My intense love affair with rum has spanned exactly thirty years this month. In January of 1989, I was living in India with a traditional Hindu family, learning to speak Hindi. This meant no alcohol for five months before I took a long train and bus journey to the seaside town of Baga in the west coast state of Goa to celebrate the New Year. This region had been a Portuguese colony until 1961 and the vestiges of Catholicism and especially port were everywhere.
My first objective was to sit down at a bar and have a drink. I have never been a beer drinker, and the port was just too sweet for my palate. I found myself a seat and a willing bartender. My world changed when he handed me a sipper of Old Monk Rum. I was home.
When I returned to America, rum was not a source of excitement here. I was dejected about the quality of rum I could find on the shelf. This lead to a long period of searching for, asking about, and tasting rums from around the world. I began traveling to regions like Guatemala and the islands to taste rums like the old-school Ron Zacapa. When I told people in 1992 that my spirit of choice was aged rum, they looked at me like I had nine heads. Suffice it to say, this was not a heyday of rum, and I felt very alone in my obsession.

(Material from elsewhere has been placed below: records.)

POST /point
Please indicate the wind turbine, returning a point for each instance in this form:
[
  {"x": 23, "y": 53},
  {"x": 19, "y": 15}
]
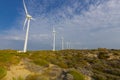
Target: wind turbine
[
  {"x": 62, "y": 42},
  {"x": 26, "y": 23},
  {"x": 54, "y": 36}
]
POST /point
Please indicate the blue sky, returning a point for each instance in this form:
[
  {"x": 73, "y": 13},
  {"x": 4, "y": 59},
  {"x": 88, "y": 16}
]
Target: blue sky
[{"x": 82, "y": 23}]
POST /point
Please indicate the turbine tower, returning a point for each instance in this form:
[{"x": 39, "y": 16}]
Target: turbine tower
[
  {"x": 54, "y": 38},
  {"x": 62, "y": 42},
  {"x": 26, "y": 23}
]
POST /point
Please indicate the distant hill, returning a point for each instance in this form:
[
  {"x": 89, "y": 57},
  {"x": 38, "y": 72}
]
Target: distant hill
[{"x": 95, "y": 64}]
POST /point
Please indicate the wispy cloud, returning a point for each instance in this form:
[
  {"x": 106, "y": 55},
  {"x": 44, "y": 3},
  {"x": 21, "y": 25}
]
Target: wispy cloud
[{"x": 91, "y": 23}]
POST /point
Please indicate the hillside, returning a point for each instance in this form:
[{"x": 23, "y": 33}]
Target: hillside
[{"x": 97, "y": 64}]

Today, rum is still deeply tied to the flavors of India for me. My rum bar sells more of our cocktail called the Maharaja than any other cocktail, even after ten years on our menu. This rare concoction combines fresh ginger, lime, and the spices of chai.
My greatest joy in the rum world today is that the room isn’t so empty anymore. There are so many amazing rums on the shelves now, and so many fellow rum-lovers and makers who are bringing legitimacy to the category. Rum has premiumized in the way I hoped it would when I started my rum distillery ten years ago. I would like to think I had a hand in bringing rum to the American imagination, and helped create a renaissance of American rum.